Apesar da redundância, cabe aqui repetir que, em alguns casos de matéria civil, o aplicador do Direito detém a prerrogativa de decidir segundo o seu convencimento, acontecendo de, em certas situações, a decisão ser até mesmo contrária às provas de que dispõe, sem, no entanto, tornar a decisão injusta. Sobre a interpretação jurídica, Dimitri Dimoulis 2 oferece de forma apropriada o seguinte exemplo: ao se ler um poema, a interpretação “pode ser fiel ao texto ou ‘livre’.”; não há problema se algum especialista considerar a interpretação do poeta totalmente equivocada, já que tal ponderação não ocasiona prejuízos a qualquer agente social.
Todavia, uma interpretação equivocada na seara jurídica pode incidir em significativa lesão, especialmente em matéria penal, quando o bem envolvido é a liberdade; as decisões neste âmbito do Direito determinam se uma pessoa será absolvida ou condenada, bem como qual será a dosagem da pena e o regime a ser cumprido. As diferentes formas de se interpretar a lei penal, causadas inúmeras vezes pela má redação da norma ou pelo excesso de discricionariedade à disposição do aplicador da pena, gera em várias situações decisões conflitantes e divergentes, como as que têm ocorrido com a Lei 11.343, de 23 de agosto de 2006 (Lei Nacional de Políticas sobre Drogas). 3
Diante do exposto até o momento, possível se torna detectar a existência de um bizarro paradoxo envolvendo o assunto, pois não existe definição própria do que vem a ser o delito de crime organizado, mas pune-se em razão do mesmo, contrariando-se dispositivos legais e constitucionais; isso propicia o surgimento de terreno fértil ao aparecimento de um precedente perigoso que coloca em risco a segurança jurídica e abre a possibilidade para interpretações diversas, sendo certo que, em matéria penal, há que se ter certos “freios” para obstar decisões diversas sobre o mesmo fato.
Existem alternativas para a problemática, mas que não atendem totalmente a busca da definição exata do tipo; isso porque a legislação pátria, por meio de seu Código Penal, possui dispositivos que já prevê punição para atividades como formação de quadrilha ou bando, sendo tal ilícito o que mais se aproxima hoje do denominado “crime organizado”, que vem sendo interpretado como um delito autônomo.
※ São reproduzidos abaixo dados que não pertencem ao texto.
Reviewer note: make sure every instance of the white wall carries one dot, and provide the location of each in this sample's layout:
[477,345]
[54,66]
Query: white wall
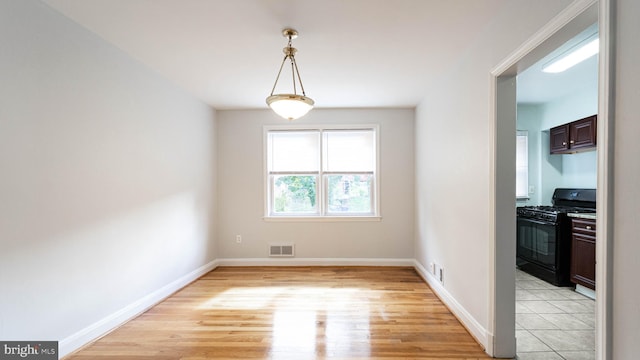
[241,191]
[452,160]
[626,207]
[107,178]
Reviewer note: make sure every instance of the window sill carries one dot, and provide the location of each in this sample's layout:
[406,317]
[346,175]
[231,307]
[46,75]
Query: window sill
[321,218]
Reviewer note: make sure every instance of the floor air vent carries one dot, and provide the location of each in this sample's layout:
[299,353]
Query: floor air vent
[281,250]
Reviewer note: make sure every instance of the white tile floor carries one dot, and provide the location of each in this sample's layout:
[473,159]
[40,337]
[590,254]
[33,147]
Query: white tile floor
[552,322]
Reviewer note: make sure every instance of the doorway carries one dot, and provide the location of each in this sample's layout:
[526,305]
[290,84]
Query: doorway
[576,18]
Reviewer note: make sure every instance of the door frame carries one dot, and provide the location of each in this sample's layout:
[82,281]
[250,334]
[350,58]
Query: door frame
[565,25]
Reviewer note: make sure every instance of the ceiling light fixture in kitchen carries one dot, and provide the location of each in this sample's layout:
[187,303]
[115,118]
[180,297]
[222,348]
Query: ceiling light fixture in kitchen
[290,106]
[576,54]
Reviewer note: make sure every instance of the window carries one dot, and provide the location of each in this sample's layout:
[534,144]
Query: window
[321,172]
[522,164]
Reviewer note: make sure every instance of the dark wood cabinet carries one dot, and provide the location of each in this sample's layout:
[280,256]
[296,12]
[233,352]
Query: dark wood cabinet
[583,252]
[579,135]
[559,139]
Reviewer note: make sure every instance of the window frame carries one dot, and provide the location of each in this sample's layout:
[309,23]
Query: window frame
[525,134]
[323,214]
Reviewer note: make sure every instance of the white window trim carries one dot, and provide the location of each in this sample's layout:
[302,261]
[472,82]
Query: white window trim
[320,217]
[524,133]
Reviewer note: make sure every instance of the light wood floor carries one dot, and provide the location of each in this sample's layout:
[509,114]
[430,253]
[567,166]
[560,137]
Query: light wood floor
[294,313]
Este texto é um trecho da Dissertação apresentada ao Programa de Pós-Graduação em Direito da Universidade Metodista de Piracicaba – UNIMEP, do Dr. Gerciel Gerson de Lima, sob orientação da Professora Doutora Ana Lúcia Sabadell da Silva do Núcleo de Estudos de Direitos Fundamentais e da Cidadania em 2009 – SISTEMA PRISIONAL PAULISTA E ORGANIZAÇÕES CRIMINOSAS: A PROBLEMÁTICA DO PCC – PRIMEIRO COMANDO DA CAPITAL.
- BECCARIA, Cesare. Dos delitos e das penas. São Paulo: Hemus, 1978. p.102.
- DIMOULIS Dimitri. Manual de introdução ao estudo do direito. São Paulo: Revista dos Tribunais, 2007. p.56.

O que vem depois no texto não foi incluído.